После Академии Александр Семёнович отправился на Целину – был молод, задирист, лёгок на подъём. Истории о жизни в Казахстане, где он прогостил восемь лет, составляли отдельный, довольно значительный блок его памяти: там он встретил свою будущую жену, там родились дочери, там он завёл друзей, с которыми (кто дожил) поддерживал связь по сию пору. Гагарин, Евтушенко, Высоцкий, романтические протуберанцы манящей внутренней свободы – всё это было воспринято им на Целине. Именно там он впервые в полной мере почувствовал себя хозяином собственной жизни (вдохновляющее, но обманчивое ощущение), вкусив раздолье и тяготы этого странного, а порой двусмысленного положения, – там кипела его молодость, которая в сознании Александра Семёновича и теперь ничуть не остыла, порой выплёскиваясь через край цветной пеной рассказов о невероятной рыбалке на степных озёрах, об увязающих в сырых солончаках машинах, о дотошном колхозном председателе, тщетно ковырявшем на приёмке гвоздём мозаику, которую Александр Семёнович с товарищами выложили в вестибюле сельского дома культуры, о метелях, заметающих снегом посёлки до крыш, об аккуратных домиках с палисадниками в немецких хозяйствах, об идейных сварах молодых художников с творческим начальством, которые теперь и самому ему уже казались пустой запальчивой трескотнёй – юность в отношении предшественников всегда чувствует себя правой на том основании, что более, как ей кажется, искушена в вопросах прекрасного. Такова её родовая примета. Или это не юность.

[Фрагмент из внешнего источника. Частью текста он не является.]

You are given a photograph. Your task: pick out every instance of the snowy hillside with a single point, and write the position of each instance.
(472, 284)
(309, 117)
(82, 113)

Пётр Алексеевич, а тем более Полина и Ника, эпопеи эти знали наизусть. Зато Пал Палыч слушал Александра Семёновича с неизменным вниманием, как ребёнок слушает истории о странствиях в таинственное тридевятое царство, – он всю жизнь прожил здесь, на новоржевской земле, а самая дальняя точка, куда забрасывала его судьба, находилась по соседству, в Ленинградской области, где он два года тянул в Каменке срочную службу танкистом.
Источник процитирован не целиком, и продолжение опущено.